Provavelmente, se não fosse pelo meu antigo sonho de me tornar um honrado e grandioso cavaleiro, certamente eu já teria retornado ao posto de herdeiro das terras dos Beilschmidt - afinal, Ludwig nunca será um senhor tão incrível quanto eu seria!

– Gilbert, está me ouvindo?

– Ahn? – indago, confuso. Eu realmente não notara que ele falava algo.

O moreno suspira, impaciente, enquanto massageia a têmpora exaustivamente.

– Você sempre será o maior dos tolos? Não pretende crescer e levar a vida um pouco mais a sério? – pergunta ele, com um olhar afiado.

– Serei o que você desejar, minha querida noiva. – sorrio largo e faço uma reverência rápida ao moreno, contemplando depois, com enorme satisfação, o rubor que assumiu a face clara do moreno.

– Eu já falei que não é um casamento! – ele diz, vermelho por um misto de raiva e constrangimento.

– Se você diz... – falo, virando o rosto e me fazendo de desentendido. Eu adorava provocar aquele aristocrata instável!

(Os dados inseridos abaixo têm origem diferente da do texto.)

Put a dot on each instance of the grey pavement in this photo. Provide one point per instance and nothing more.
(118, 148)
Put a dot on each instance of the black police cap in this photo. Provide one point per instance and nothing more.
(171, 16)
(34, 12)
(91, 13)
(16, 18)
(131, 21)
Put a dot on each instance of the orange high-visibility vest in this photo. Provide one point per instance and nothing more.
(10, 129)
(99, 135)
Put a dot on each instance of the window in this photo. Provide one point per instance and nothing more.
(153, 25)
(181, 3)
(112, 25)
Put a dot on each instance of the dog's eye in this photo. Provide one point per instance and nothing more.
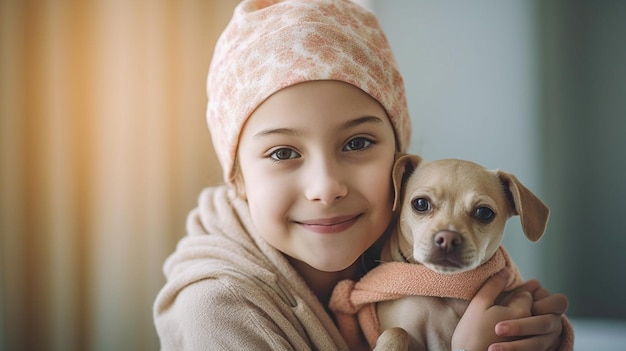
(484, 214)
(421, 204)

Essa certamente sempre fora a parte mais divertida em nossa relação!

– Seu...

O de olhos violetas já estava prestes a me maldizer e perder a compostura - uma visão rara e deleitosa - quando um loiro adentrou subitamente a sala de visitas, interrompendo-o, para meu desgosto.

– Desculpe incomodá-lo, Roderich, mas temos compromissos na cidade. – diz o recém chegado, enquanto reverencia o moreno – Bom dia, Gilbert. E sempre um prazer vê-lo. Soube que finalmente abandonou quaisquer chances de ser alguém na vida, se bem que agora você terá a honra de trabalhar para o Rod.

Vash Zwignli, o herdeiro da família Zwingli.... É esse o intruso e intrometido, que me impediu de deliciar uma prazerosa cena! Eu odeio esse maldito suíço e seu constante sarcasmo! A forma como ele age e fala é simplesmente detestável! Por que ele não desgruda do Rod afinal? Esse maldito não tem uma vida fora desconexa à de Roderich?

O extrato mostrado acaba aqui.